Chef’s Surprise: Jacques Pepin

April 28, 2019

Text by Maria LaPiana    Photography by Tom Hopkins

Food has been Jacques Pépin’s muse for seventy years, since he first apprenticed at the Grand Hotel de L’Europe near Lyon, France, at the age of thirteen. A love of fresh, sustainable food and a mastery of French cooking have defined his distinguished career as a celebrated chef, instructor, author, and one of TV’s first foodie fan favorites. He has hosted fourteen popular public television cooking shows (so far), including Julia and Jacques Cooking at Home, with Julia Child back in 2000, and has been in the culinary spotlight for most of his adult life.

Pépin eats, sleeps, and breathes food.
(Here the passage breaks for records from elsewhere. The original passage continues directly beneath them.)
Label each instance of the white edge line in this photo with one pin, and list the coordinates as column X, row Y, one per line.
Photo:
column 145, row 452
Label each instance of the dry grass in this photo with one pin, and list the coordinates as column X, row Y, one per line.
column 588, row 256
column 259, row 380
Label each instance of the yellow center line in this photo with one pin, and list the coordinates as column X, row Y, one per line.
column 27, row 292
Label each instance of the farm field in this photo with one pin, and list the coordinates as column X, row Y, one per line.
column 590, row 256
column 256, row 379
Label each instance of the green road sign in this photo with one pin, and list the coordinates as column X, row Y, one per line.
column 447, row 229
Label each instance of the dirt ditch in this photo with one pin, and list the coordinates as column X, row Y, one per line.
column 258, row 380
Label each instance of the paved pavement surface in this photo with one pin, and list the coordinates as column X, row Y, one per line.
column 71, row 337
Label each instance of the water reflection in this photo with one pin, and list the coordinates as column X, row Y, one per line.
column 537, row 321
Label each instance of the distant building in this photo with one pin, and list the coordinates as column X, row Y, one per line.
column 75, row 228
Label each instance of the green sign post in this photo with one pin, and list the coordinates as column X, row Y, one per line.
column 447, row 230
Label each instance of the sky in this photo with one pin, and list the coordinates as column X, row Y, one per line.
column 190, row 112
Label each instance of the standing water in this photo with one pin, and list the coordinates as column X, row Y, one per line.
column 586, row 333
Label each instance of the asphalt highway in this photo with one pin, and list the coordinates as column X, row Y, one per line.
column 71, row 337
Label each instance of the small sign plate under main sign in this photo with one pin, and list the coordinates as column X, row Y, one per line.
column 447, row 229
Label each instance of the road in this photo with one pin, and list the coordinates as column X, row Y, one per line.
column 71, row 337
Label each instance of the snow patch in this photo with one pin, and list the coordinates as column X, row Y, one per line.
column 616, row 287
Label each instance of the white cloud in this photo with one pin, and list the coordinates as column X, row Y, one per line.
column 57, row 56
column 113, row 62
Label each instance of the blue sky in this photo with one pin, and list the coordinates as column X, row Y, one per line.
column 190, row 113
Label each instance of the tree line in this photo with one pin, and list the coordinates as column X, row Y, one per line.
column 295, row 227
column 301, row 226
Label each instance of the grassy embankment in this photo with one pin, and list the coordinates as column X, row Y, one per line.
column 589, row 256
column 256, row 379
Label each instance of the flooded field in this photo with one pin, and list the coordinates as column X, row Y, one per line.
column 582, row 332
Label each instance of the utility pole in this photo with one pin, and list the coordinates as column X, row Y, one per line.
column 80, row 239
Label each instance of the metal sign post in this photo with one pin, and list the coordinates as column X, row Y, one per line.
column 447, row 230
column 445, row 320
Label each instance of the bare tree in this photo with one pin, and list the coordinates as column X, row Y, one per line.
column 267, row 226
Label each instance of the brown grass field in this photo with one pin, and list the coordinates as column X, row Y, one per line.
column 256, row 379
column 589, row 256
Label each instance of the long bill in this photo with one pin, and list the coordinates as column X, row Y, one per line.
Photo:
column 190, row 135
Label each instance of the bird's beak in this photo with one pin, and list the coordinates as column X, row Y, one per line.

But for some fifty years, another thing has also inspired him: art. His interest in it began casually; he started sketching and painting “here and there, only when I was in the mood,” he says. His subjects: mostly food, flowers, abstracts, tablescapes, menus, and chickens.

For an accidental artist, Pépin has been prolific. Now, through his online gallery, The Artistry of Jacques Pépin, he is making some of his favorite works available for sale. A portion of the sales of his signed fine art giclées, original paintings, and lithographs supports efforts in sustainability and culinary education for underserved communities. Two of the organizations that benefit are Wholesome Wave, a Bridgeport-based nonprofit that provides affordable access to locally and regionally grown foods, and the artist’s own Jacques Pépin Foundation, dedicated to advancing culinary training for some of the country’s neediest men and women.

The chef and artist, who lives in Madison with Gloria, his wife of fifty-three years, recently shared his thoughts on his art. Why, after a half-century, is he selling his work now? It’s simple: the eighty-three-year-old has more time to paint. “Also, Tom [Hopkins, his friend and personal photographer] is doing all the hard work of cataloging my paintings, and essentially taking care of the project,” he explains.

Pépin, who doesn’t consider himself a professional artist, compares process in the studio to process in the kitchen. “Creativity in the kitchen doesn’t come out of chaos. It’s based on practice and technique,” he says. “And yet, technique will only take you so far. It’s true that some of our greatest painters rejected technique, the formal training they had, but in order to reject something, you have to acquire it first. Otherwise, there’s nothing to reject.”

What he may lack in technique at the easel, he makes up in intuition and authenticity. He usually paints with acrylics but sometimes dilutes them to a watercolor consistency. He works from still life and from memory. And while it’s not easy to pin down his “style,” the one thing that’s a constant in his paintings is joy.

“I just never know exactly where a painting will go,” he says. “I start with something I like—two potatoes, or a leek—and then I add color here, there. It’s like preparing a dish. You taste and add, taste and add.”

In the end, if it makes him happy, then it’s done.

Menus are among his favorite subjects. That’s because he’s been writing down his own menus, sketching in the borders, and journaling about every important meal he’s shared with family and friends for more than half a century. “I have twelve large books filled with menus,” he says. “My daughter turned fifty last year, and I can tell you what she had for her third birthday. I can see my mother and two brothers again in my books. They tell the story of a life.”

He offers a book, simply called Menus, that is a collection of some of his favorite paintings framing blank pages on which you can commemorate your own meals with loved ones. It’s more than a practical reminder of dishes served; the book over time can become a treasure trove of one’s own memories.

From ripe fruits and vegetables to lovely landscapes and whimsical chickens (an especially popular subject), Pépin’s cheerful kitchen art is a delight. Some limited-edition prints have sold out quickly, a surprise to the artist. “I have to admit,” he says, “I’m a bit astonished that people want them at all.”